Such weakness is tantamount to an invitation for the Russian president, emboldened by high popularity fueled by his jingoistic and lying propaganda, to keep Crimea and to take by force southeastern Ukraine, which he claims is historically Russian land as well.

No, we are not calling for a NATO invasion or Western troops. We are calling for the West and Ukraine to stop pretending the situation is anything other than the reality: war. Western military aid should be forthcoming to help Ukraine defend itself.

Putin needs to be stopped by the Western and civilized world through isolating and crushing diplomatic and economic sanctions. His massive paranoia and insecurities, along with the immorality of his KGB mentality, mean that he will continue to be a destructive force as long as the dictator remains in power. The longer he stays, the longer he will drive up military spending that could go to better uses, were it not for the threat that Putin’s military might poses. At a minimum, the West needs to vastly ramp up the defense capabilities of Poland and the Baltic states, the most threatened of NATO allies.

Putin’s main aim is to undermine the West, instigate global instability and bully his neighbors into submission to keep alive his oil-and-gas fueled kleptocracy. He had the temerity to threaten the United States with nuclear weapons, via his minister of propaganda, Dmitry Kiselov.

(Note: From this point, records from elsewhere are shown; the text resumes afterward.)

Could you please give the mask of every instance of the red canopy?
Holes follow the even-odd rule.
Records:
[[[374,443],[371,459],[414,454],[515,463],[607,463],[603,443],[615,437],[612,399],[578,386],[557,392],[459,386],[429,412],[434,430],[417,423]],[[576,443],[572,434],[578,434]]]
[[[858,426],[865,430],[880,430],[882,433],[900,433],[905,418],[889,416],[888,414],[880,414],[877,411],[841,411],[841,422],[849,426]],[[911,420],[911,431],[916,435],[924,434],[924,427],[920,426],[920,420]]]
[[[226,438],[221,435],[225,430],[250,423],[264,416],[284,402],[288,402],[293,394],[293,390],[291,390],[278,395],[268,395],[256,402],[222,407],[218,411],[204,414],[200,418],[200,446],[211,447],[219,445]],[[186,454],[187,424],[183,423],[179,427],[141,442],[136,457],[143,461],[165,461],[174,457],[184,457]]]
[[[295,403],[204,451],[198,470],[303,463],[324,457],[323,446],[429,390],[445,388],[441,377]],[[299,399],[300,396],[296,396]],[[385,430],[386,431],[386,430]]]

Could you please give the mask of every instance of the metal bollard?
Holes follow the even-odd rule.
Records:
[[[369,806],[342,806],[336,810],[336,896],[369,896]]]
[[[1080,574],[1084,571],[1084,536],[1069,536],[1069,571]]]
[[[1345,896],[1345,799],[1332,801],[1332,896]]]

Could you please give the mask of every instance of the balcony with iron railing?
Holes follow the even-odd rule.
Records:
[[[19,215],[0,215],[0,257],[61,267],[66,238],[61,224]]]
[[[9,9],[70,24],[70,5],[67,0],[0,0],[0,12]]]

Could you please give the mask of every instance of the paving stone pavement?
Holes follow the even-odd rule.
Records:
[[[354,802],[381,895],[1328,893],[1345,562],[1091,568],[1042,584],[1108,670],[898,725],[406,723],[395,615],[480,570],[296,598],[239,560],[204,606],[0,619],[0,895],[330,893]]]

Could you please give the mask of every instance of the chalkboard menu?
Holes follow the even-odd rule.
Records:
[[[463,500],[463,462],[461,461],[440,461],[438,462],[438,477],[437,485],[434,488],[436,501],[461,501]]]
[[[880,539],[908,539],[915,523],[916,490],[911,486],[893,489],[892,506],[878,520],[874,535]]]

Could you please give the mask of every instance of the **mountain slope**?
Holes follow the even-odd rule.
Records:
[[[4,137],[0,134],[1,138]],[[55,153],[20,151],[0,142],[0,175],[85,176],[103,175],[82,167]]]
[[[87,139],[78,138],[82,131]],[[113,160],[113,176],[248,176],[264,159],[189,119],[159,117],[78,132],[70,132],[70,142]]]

All who do business with the Putin regime should be ashamed enough to cut their ties, from Western countries who continue to buy gas from him or sell weapons to fuel his military ambitions. Companies should disinvest from Russia as a show to the civilized world that prosperity and morality are not only compatible, but inextricably linked as ways of doing business. The sanctions erected so far are meager and ineffective.

Some reports show that Putin has amassed up to 100,000 soldiers on Ukraine’s borders, surrounding a beleaguered nation from all sides.

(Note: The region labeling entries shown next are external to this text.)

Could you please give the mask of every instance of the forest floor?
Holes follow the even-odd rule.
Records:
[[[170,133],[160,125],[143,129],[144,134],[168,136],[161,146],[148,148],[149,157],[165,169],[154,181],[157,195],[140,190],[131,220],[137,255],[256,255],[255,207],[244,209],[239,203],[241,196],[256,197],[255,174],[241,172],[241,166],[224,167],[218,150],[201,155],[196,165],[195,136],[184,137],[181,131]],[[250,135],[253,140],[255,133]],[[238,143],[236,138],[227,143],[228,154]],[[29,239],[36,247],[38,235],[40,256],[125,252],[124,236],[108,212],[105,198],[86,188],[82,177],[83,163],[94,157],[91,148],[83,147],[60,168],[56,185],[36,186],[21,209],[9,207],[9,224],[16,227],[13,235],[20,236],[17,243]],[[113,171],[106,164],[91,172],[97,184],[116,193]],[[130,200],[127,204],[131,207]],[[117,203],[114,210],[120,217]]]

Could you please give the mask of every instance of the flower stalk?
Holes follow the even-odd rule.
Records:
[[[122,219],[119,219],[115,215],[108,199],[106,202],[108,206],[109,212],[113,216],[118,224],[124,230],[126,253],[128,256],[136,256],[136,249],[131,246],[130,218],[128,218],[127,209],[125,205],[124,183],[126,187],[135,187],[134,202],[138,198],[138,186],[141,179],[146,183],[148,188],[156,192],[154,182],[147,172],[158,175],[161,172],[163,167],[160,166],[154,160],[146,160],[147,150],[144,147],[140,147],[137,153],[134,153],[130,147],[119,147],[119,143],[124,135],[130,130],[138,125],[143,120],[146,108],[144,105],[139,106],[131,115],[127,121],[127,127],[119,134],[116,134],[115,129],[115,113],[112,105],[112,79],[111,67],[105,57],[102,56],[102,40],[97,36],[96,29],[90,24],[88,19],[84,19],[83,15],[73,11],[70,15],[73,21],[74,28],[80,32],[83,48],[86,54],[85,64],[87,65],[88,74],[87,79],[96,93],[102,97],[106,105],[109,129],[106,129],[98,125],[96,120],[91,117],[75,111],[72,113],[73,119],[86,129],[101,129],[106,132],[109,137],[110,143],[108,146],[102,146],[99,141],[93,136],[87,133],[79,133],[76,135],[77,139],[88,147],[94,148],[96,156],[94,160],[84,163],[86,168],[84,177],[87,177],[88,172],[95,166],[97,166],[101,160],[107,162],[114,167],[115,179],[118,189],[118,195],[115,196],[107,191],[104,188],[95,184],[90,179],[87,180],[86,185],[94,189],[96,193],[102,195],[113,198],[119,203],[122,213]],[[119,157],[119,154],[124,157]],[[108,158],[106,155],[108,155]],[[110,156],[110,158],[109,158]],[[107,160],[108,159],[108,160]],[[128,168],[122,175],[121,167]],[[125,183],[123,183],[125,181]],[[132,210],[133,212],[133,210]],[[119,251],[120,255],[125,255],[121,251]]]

And yet, despite the obvious threat, Ukraine’s political leaders still have not officially recognized a state of war even as they, nonetheless, try to rouse the nation around self-defense. In fact, many people are going about their business as if a military invasion of the mainland might not be imminent and nearly 5 percent of their nation has not been lopped off.

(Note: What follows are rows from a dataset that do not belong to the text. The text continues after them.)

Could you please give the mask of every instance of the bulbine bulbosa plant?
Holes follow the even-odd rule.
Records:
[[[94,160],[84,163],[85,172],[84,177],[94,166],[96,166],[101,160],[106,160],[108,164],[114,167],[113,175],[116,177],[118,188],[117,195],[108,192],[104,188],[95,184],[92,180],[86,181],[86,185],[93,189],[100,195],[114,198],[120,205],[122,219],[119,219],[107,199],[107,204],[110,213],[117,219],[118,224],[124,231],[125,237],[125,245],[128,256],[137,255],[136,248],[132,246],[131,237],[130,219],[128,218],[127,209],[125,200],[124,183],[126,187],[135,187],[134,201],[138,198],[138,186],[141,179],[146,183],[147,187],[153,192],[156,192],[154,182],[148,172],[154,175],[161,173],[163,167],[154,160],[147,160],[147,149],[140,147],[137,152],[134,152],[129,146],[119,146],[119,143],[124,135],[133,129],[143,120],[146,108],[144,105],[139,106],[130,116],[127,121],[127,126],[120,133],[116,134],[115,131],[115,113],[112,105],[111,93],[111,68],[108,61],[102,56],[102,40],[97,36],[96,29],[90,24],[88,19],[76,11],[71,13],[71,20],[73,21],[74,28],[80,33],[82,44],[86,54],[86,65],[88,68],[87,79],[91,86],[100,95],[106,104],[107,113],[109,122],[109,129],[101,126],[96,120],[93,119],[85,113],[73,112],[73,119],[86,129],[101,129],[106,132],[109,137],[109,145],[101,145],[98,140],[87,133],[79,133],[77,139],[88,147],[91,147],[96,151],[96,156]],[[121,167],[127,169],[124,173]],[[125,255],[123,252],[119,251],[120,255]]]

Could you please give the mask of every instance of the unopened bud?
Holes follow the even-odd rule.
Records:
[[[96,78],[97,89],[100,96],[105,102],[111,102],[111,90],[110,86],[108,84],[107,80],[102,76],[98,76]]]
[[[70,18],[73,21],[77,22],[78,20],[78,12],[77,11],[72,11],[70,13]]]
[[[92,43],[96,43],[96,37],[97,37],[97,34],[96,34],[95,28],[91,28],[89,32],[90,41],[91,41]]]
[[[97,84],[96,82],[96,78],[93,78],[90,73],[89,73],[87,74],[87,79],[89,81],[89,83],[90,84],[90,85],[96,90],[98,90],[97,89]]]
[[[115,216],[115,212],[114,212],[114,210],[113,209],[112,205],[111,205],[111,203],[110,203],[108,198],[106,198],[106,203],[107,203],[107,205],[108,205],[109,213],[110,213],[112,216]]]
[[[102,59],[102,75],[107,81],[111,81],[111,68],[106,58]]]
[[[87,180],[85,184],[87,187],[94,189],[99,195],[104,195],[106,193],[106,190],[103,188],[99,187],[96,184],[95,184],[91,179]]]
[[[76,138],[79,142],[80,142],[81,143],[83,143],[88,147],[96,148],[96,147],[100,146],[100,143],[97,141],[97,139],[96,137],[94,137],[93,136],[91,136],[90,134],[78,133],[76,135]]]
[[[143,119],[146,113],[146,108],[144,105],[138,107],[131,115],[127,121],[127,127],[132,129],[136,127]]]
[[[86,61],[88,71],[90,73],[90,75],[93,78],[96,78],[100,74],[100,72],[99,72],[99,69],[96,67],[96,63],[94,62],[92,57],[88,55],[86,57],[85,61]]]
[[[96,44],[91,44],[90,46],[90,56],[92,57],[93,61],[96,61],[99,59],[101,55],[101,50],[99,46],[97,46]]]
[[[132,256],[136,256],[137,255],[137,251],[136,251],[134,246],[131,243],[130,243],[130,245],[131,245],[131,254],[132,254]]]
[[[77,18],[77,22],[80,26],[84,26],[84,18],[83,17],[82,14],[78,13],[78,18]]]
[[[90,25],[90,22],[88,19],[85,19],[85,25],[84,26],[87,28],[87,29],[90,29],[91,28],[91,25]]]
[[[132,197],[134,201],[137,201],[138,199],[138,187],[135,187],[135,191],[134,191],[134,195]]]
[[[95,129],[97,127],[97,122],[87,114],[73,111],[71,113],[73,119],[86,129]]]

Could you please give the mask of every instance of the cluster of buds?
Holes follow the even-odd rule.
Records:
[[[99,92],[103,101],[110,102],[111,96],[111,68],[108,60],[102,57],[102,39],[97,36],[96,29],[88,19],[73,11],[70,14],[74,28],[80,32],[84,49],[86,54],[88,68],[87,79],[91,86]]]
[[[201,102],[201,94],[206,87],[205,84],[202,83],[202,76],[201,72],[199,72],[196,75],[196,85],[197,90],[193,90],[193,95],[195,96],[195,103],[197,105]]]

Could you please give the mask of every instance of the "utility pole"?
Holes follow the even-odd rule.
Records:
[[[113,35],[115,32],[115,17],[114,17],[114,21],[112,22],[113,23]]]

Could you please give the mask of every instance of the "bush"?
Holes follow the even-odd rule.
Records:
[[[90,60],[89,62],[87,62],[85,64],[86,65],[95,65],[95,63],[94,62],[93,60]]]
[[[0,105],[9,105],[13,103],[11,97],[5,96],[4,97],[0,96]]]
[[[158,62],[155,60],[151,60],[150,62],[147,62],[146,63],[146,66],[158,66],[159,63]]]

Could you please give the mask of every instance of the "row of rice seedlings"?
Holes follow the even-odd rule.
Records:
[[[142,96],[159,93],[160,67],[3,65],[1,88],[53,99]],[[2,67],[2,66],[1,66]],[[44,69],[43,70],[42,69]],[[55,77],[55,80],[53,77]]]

It was Russia that declared war on Ukraine, not the other way around. Yet Ukraine’s industries and factories still, shockingly, supply military equipment to Russia. This is trading with the enemy. The borders remain open between the two nations, although Ukraine’s security services have stopped more than 8,000 people suspected of trying to violently destabilize the country. The border should be closed to Russia until the military threat has passed. The two nations have a complicated and intertwining history, for sure, economically, culturally, historically, linguistically and in many other ways.

However, the time has come for mainland Ukraine to break West – and adopt its own institutions that protect democracy, human rights, economic freedom and justice. Most Ukrainians want no part of Putin’s goal of resurrecting the Soviet Union.

If it comes to a military battle, Ukraine will lose. But Russia will not win. The nation is largely united against Putin and will prevail through non-violent resistance and other forms of sabotage to undermine Kremlin rule in mainland Ukraine. As for Crimea, plenty of people are unhappy with the turn of events, but suffer in silence or are preparing to leave.

The West must help by staging a new cold war against Putin, who is much weaker than he looks, and embark on Iran-style sanctions. Ukraine, however, must do more to defend itself. Nobody from the West is going to come to the rescue of a nation that seems in denial of the threat of forcible dismemberment and that is pretending that war has not been declared against it.

If Crimea is lost, then the political leaders of Ukraine need to save the rest of the nation. This will mean a complete overhaul of all institutions and many of the people who run them, from civilian to military. It will also require its Western friends to continue extending helping hands, not as a form of charity, but as required help for breaking free from Putinism, autocracy and neo-Soviet thinking – none of which are healthy for any nation or people, as Russians will eventually learn.

Let the new West-East border run from Chernihiv to Donetsk oblasts in the east. It will represent progress, albeit progress that came at a high price.